Planners began to focus on confronting the complex Pentagon supply chain with global warming in war game scenarios, focusing on fueling combat. In September, the Pentagon also released a Climate Assessment Tool designed to assess how bases are prepared for the threat and examine how to maintain weapon systems that might not perform as well in warmer temperatures. Nugee, the UK defense official, said US and UK forces will need to find a way to tune technologies such as ship engines, which could be affected by rising temperatures.

Officials are trying to squeeze the climate into the 2022 national defense strategy, but it’s unclear what role this will play. U.S. Defense Secretary Lloyd Austin has worked to get officials to include climate risk in simulations such as war games, Burke said, as the United States re-examines how U.S. fighting in the Arctic, Asia and counterterrorism missions in Africa could be jeopardized by rising temperatures, just as Asia-Pacific faces rising sea levels, typhoons and monsoons .

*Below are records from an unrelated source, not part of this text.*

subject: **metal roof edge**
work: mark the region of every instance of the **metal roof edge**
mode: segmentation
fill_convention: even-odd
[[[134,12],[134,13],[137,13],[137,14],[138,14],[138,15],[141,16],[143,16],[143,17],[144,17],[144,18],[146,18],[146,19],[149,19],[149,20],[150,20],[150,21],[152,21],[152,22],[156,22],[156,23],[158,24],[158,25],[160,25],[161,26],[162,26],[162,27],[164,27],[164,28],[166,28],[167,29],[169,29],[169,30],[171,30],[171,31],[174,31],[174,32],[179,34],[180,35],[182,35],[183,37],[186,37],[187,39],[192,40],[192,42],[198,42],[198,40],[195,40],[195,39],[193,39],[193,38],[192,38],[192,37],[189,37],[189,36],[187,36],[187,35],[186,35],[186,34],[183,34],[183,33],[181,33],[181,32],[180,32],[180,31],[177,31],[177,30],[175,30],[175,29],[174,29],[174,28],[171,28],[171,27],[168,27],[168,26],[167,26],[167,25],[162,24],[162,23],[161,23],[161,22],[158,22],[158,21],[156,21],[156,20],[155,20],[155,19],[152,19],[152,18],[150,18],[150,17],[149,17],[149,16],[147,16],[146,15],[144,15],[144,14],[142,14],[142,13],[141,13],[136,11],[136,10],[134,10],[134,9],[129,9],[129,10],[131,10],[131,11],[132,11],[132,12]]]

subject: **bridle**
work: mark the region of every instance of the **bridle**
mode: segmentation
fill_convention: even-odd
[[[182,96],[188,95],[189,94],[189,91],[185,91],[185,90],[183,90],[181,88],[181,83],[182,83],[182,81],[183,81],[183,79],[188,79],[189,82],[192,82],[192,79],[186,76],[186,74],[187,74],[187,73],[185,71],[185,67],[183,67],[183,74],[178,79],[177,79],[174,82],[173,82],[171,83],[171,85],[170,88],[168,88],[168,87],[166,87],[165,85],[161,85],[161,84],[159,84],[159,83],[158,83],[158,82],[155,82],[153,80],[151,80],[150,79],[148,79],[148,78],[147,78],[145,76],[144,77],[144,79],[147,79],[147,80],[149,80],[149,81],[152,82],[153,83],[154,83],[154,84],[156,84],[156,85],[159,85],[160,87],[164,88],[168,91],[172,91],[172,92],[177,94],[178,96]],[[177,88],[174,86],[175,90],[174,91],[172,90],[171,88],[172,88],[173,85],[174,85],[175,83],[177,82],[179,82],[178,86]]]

In a war game run last month by the Pentagon’s Office for Stability and Humanitarian Affairs and the J5 Joint Chiefs of Staff, dubbed “Elliptic Thunder,” participants mapped a future battlefield in South Africa. Is where climate change had weakened states in the region causing droughts and shortages. , giving extremist groups a greater chance to gain a foothold in the region. Several experts and former officials who spoke with Foreign police expected U.S. troops to spend more time on humanitarian and disaster relief efforts associated with climate change, such as hurricane and wildfire relief.

There has been a broad bipartisan consensus on green investment in US military facilities under the climate threat, money that has burst into Pentagon coffers. But some believe the changes already seen in the global climate, from melting ice caps to escalating wildfires, indicate that the Pentagon must be prepared to go much further. What it takes, some former officials say, is akin to a military-industrial revolution to prepare for the climate of the future. The Biden administration may have a head start: The Pentagon has long considered expanding the drone revolution to driverless ships and aerial refueling, measures that would reduce fuel consumption and the climate impacts of the platforms. – American military forms.

“If we knew we were going to be in this crisis in the 1940s, would we have built our vehicles and public transportation like we did?” said Rod Schoonover, the former director of environment and natural resources at the National Intelligence Council, who now heads the Group on Ecological Futures. “I don’t think we would.”